On Monday, April 23, I had my pain while running in the first lap. That was it! I knew that the next step was to contact my doctor which I did on Wednesday, April 25. My physician, who had treated me with aspirin and statins to prevent coronary disease, listened to my story, and arranged for an exercise stress test to determine if my exercise symptoms were what we both suspected–angina pectoris or coronary artery disease.
Friday, April 27, I “failed” my test–this means the treadmill exercise reproduced my pain. The electrocardiogram revealed heart ischemia (lack of blood) as did the simultaneous nuclear heart study.
Having proved the diagnosis of coronary disease a cardiac catheterization followed the stress test Friday afternoon. This procedure is done while the patient is sedated and involves inserting a catheter in the coronary arteries to see which ones are involved and the extent of disease.
My angiograms revealed a 95% lesion of the left anterior descending coronary right at the first diagonal branch. This is called the “widow maker” lesion since if the coronary were to become 100% occluded the patient usually dies from the ensuing heart attack.

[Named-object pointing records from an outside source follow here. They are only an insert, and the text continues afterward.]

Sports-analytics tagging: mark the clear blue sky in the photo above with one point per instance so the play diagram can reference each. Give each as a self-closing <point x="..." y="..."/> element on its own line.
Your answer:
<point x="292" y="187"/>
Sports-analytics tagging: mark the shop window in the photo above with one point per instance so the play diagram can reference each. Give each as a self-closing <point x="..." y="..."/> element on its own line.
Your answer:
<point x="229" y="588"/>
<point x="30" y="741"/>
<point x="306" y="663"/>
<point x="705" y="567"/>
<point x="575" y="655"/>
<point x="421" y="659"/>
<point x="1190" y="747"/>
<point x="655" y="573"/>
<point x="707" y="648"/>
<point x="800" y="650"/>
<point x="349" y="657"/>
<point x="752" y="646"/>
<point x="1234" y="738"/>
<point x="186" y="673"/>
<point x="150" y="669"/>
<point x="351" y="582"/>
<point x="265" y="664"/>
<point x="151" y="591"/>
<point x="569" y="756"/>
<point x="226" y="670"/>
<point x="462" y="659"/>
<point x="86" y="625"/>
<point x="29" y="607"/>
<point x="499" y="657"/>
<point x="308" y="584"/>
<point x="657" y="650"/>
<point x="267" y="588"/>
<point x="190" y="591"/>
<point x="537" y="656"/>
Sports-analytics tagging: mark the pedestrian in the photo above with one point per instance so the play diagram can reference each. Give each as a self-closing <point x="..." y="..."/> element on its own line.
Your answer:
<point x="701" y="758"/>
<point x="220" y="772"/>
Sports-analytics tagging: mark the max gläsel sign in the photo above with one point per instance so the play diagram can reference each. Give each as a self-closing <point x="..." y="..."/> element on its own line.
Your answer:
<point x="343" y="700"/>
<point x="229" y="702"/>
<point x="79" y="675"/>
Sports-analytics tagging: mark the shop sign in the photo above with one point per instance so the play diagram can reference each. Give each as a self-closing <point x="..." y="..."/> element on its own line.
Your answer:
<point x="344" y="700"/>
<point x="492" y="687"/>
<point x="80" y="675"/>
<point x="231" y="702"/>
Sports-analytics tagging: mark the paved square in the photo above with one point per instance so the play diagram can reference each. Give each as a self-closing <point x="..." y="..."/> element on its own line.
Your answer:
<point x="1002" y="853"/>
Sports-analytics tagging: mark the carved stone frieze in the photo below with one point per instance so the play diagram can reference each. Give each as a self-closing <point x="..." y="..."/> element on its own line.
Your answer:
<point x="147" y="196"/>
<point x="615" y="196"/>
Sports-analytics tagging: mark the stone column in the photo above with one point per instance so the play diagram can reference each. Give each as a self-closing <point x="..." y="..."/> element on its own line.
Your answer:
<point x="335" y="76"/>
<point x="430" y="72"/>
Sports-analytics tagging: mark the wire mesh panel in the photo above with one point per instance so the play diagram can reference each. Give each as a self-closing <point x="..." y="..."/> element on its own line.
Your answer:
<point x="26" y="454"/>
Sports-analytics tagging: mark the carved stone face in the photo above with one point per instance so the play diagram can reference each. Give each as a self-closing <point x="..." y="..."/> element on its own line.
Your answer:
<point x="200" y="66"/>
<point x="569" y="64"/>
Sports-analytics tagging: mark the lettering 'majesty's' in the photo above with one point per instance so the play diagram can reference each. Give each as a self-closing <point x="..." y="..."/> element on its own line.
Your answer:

Although coronary disease can be treated three ways–medicine, stents, or surgery–a severe lesion like mine is best treated by surgery, a decision I made readily upon learning of my precise diagnosis.
The next morning, Saturday, April 28, my professional colleagues and friends at MUSC devoted the morning doing the “urgent” surgery. All went quickly and well, and I awoke in the ICU in the early afternoon.
By Sunday I had learned the first new lesson in my new role. There was pain at the operation site and in the back and especially when coughing. There was a lot of pain and I had always told my patients that it was not terribly painful!
Monday, April 30 was better, but I was passing blood clots in my urine that threatened to obstruct my urine flow. This resolved in a few days and the incisional pain resolved as well.
By Wednesday, May 2, I found myself doing what about all any patient can do–watching hours of mindless TV. As luck would have it–this was the first anniversary of bin Laden’s death and I had seen repeatedly the most disturbing video of his being shot in the chest (heart.). This was my next lesson–do not watch TV, especially with any mortal wounding portrayed–there is nothing inspirational about it.
On Thursday, May 3, I was discharged home to begin what we expected would be an uncomplicated convalescence. Everything is better at home from the rest and diet perspective. it is, however, a real burden on spouse and family.
So what are the lessons for healthy aging in this personal story?
1. Always be aware of any health status change–in my case new exercise pain.
2. Do not deny symptoms rather call or visit your doctor if you think something is wrong.
3. When dealing with a life threatening medical problem, time is important. You and your medical team need to act swiftly.
4. Pain is part of surgery, no matter what you think or were told–take the pain medicine that helps you cough, walk, etc.
5. Ambulate and work to get out of the hospital as long as it is safe, but know how to call your medical team if any complications arise.
6. It is easier to give than receive care, but it is better to receive life preserving care.
The bottom line is that only you can alert your doctor so that he/she can see that diagnosis and treatment are readily available.